Nutrition
     
 For the most part, a giant anteaters diet is very simple.  As their name implies, their main food are ants, specifically carpenter ants and other large ants, but they also feed on termites as another main source of food.  They also have been know to snack on the eggs and cocoons of ants and termites as well as on the larvae of beetles and occasionally even some fruit.  They stay on the ground for the most part while they are searching for food, but they may even climb a tree once in a while in search of a sweet fruit and they lick up any insect they find on the way up
   
    The way in which they go about finding food is like that of .......SANKES...of all things?They have very reduced eyesight and hearing, but these are made up by the tongue!  Although they cannot see or hear their pray the way other animals do, their tongues and noses help sense where the closest ant nest is and they guide themselves to it.  As they walk, they flick their tongues in and out and sniff to catch up any stimuli of nearby food and they start heading in that direction until they find the source of the smell and start to feed.
Victoria Burnett

    Once it gets to the "feeding grounds" it feed like really no other animal.  First, it uses its long claws to rip open the ant or termite nest and as the insects rush out, the feeding frenzy begins  It extracts it long tongue, which is filled with sticky saliva and captures as many insects as it possibly can.  Then it quickly pulls its tongue in before any of the insects can get off.  After all of the insects are off its tongue, it extracts it again and the process starts all over. 

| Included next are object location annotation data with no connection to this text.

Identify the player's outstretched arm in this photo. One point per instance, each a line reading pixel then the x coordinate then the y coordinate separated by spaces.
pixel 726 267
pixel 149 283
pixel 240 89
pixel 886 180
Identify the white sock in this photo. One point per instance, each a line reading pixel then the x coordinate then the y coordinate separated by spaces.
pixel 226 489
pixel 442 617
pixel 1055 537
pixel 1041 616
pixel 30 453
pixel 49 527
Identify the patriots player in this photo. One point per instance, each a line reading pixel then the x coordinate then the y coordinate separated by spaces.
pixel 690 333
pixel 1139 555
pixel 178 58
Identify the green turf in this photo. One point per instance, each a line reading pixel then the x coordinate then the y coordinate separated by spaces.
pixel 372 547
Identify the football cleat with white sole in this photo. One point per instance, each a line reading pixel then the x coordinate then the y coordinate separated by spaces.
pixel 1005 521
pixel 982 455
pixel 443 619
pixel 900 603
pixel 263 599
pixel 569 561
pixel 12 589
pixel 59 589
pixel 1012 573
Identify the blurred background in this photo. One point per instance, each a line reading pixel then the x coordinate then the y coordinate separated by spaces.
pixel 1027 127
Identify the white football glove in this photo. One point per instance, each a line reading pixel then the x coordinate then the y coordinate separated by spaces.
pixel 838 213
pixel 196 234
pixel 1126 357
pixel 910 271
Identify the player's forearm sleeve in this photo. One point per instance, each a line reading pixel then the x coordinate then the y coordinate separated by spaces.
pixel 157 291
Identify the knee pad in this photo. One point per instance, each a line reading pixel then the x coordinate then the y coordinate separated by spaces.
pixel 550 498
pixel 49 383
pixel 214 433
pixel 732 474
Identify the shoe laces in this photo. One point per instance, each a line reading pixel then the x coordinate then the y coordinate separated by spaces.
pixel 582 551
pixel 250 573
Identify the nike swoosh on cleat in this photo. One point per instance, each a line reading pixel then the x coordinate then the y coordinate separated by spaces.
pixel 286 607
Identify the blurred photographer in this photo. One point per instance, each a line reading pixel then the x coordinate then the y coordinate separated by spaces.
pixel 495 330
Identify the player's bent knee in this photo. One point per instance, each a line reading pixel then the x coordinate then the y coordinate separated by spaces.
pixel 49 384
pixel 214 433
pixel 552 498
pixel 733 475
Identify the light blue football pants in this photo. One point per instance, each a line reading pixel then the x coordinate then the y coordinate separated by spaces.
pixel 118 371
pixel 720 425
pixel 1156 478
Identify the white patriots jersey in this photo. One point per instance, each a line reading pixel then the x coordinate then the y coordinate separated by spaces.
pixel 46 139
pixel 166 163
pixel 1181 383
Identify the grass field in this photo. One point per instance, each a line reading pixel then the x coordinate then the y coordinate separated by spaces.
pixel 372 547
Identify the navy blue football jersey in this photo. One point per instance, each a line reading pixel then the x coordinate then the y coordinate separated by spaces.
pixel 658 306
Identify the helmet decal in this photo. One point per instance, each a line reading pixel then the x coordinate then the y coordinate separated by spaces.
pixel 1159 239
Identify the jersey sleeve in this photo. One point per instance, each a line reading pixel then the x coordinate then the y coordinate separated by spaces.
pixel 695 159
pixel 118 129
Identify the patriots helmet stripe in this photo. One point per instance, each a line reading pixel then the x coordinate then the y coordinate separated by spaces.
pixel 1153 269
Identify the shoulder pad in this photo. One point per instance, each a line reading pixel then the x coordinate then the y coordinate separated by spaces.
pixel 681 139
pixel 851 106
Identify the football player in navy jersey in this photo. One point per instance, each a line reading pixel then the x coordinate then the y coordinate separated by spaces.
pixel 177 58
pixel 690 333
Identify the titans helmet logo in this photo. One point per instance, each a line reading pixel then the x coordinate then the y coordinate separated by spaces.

    Giant anteaters can move their tongue in and out up to 150 times per minute, maximizing the amount of insects it catches with the long tongue.  Once the insects are all in the mouth, the hard gums that line the mouth start to crush the insects and once they are swallowed, the intestinal tract breaks them down even further so that the anteater can get energy and nutrition out of them.  This "feeding frenzy" only lasts for about 5 minutes because many of the insects escape quickly or get gobbled up even quicker.

    Although the time it takes giant anteaters to feed is not very long, many of these individual feedings per day really add up.  It is estimated that giant anteaters can eat up to 30,000 ants and termites in a single day.  Although this is a large number, since anteaters are not very active, they do not need much food to meet their energy need to live, and this is why a relatively big organism can feed on so many small creatures and still survive.